「アルギニンは食事で摂れる?」「アルギニンが豊富な食べ物はどれ?」と、アルギニンを食事で摂ろうと考えていませんか?
「アルギニンは食事からだけでは摂取が難しい」というメディアは多いですが、実は普通の食生活を送れば十分摂取できるので騙されないようにしましょう。
この記事は、いろいろ試行錯誤をして精力アップを果たした私が、アルギニンが豊富な食べ物や効果的な摂り方についてまとめたものです。
この記事を読めば、アルギニンを食事で上手く摂れるようになるので、ぜひご覧ください。
1. アルギニンを食事で摂る前の注意点
アルギニンが豊富な食事を紹介する前に一番最初にお伝えしておきたいのは、「食事で最も大事なのはバランス」だということです。
アルギニンが豊富だと言って、赤肉ばかりを食べるなどの偏った食生活は健康的ではないので、まずは食事のバランスをとるようにしましょう。
「1日30品以上」「食事バランスガイド」など、食事のバランスの取り方にはいろいろありますが、上図のように「主菜」「主菜」「副菜」を意識することが簡単で分かりやすいと思います。
この3つのバランスを意識してから、アルギニンが豊富な食材を入れていくのが良いでしょう。
1-1. アルギニンは食事でどれくらい摂取するべき?
食事でアルギニンを摂取して効果を期待する場合は、食事で4,000mg以上摂れるようにすることをおすすめします。
研究結果を見ると、大体4,000mg以上のアルギニンを摂取すれば、一定の効果が期待できることが分かります。

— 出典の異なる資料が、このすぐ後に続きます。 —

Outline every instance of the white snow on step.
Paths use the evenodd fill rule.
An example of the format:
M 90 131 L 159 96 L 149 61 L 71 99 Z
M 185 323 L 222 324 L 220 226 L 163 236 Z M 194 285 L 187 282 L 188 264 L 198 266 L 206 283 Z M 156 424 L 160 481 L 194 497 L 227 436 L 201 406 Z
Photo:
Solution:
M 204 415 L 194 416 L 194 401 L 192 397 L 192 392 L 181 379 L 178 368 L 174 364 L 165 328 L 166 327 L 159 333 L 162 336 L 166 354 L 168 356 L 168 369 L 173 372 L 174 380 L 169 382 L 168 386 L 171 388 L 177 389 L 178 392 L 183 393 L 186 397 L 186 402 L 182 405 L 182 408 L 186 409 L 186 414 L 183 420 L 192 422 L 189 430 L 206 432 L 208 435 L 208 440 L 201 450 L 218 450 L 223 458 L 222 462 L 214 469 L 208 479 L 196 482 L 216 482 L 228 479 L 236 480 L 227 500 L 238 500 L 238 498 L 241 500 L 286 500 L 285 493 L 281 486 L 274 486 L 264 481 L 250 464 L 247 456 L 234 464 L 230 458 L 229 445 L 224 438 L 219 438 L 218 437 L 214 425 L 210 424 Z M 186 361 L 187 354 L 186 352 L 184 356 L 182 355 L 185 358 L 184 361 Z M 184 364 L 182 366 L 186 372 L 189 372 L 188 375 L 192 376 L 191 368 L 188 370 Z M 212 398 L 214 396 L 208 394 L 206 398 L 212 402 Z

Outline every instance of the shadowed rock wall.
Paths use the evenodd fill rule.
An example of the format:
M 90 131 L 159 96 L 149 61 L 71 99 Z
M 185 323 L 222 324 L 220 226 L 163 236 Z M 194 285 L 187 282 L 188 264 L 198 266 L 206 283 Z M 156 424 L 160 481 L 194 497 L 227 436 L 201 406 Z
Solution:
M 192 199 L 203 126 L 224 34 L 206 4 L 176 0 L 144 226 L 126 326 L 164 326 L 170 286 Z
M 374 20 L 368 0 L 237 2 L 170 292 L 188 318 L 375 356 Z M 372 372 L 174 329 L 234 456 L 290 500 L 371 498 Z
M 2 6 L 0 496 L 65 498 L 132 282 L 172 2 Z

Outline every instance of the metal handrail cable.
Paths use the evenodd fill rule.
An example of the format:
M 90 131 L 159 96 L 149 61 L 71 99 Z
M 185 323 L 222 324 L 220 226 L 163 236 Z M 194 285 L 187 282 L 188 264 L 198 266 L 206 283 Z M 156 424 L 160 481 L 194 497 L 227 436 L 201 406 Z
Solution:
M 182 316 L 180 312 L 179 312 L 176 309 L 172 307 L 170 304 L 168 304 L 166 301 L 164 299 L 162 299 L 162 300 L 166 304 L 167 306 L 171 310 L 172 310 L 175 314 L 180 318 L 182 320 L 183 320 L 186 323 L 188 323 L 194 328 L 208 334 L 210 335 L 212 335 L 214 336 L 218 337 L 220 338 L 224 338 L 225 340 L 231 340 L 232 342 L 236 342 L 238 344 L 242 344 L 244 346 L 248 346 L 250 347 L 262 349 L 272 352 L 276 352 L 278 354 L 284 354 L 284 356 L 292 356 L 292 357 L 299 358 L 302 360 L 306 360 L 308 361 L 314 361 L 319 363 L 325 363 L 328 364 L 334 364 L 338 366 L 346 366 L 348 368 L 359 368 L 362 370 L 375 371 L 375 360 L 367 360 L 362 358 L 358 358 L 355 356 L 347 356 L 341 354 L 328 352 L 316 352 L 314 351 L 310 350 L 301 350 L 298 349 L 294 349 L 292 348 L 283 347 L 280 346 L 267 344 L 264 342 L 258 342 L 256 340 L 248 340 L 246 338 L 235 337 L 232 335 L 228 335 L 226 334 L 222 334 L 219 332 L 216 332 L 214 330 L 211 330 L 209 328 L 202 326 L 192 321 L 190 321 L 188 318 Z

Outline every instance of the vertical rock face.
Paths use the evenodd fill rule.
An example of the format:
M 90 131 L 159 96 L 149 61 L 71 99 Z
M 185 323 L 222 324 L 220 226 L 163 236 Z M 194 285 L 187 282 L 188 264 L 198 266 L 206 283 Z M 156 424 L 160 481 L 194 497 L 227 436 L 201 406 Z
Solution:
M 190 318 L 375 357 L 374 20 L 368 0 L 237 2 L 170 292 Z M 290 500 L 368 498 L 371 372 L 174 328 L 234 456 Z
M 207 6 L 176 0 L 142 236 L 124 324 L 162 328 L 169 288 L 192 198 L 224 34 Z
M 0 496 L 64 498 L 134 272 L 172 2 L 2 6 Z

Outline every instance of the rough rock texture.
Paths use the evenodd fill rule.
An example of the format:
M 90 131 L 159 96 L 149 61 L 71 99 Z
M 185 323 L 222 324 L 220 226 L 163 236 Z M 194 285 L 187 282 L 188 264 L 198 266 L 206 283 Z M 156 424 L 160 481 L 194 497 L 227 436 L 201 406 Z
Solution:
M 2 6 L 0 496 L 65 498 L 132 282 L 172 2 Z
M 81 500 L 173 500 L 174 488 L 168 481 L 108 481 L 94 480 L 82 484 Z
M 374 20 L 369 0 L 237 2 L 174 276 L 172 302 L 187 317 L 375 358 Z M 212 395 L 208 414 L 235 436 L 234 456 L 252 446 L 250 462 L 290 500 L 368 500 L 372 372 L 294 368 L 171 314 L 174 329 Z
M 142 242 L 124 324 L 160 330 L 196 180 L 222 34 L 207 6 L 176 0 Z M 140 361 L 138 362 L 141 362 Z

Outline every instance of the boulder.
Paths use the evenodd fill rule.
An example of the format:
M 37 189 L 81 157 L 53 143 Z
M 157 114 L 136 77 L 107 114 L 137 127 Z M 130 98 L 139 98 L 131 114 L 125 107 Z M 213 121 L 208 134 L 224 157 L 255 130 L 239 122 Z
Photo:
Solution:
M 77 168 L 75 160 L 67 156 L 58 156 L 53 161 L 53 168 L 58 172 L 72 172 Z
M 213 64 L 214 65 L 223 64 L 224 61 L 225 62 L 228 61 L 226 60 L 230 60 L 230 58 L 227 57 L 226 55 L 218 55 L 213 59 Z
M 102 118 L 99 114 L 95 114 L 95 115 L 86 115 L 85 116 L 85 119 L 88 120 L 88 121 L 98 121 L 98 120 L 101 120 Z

食事で摂る場合は、朝昼に各2,000mg、夜に2,000mg程度摂るのが良いでしょう。
1-2. アルギニンの摂取不足になることはある?
アルギニンは最低限の食事をしているだけで、基本的に不足することはないはずです。
アルギニンの推奨摂取量は諸説ありますが、国際アミノ酸科学協会 (ICAAS) がアルギニンの摂取量目安を1,000~8,000mgとしており、1,000mgなら簡単に摂ることができるからです。
日本で普通に生活している限り、アルギニン不足を心配する必要はないですから、安心してください。
1-3. アルギニンの摂りすぎて副作用はあるの?
食事からアルギニンの過剰摂取を心配する必要はありません。
食品安全協会がアルギニンについて次のように書いています。
動物に投与されたアルギニンは、細胞内タンパク質の連続的な代謝に利用され、ア ルギニンが過剰になったとしても、動物体内で代謝され、蓄積されることはないこと から、食品を通じて動物用医薬品及び飼料添加物由来のアルギニンをヒトが過剰に摂 取することはないものと考えられる。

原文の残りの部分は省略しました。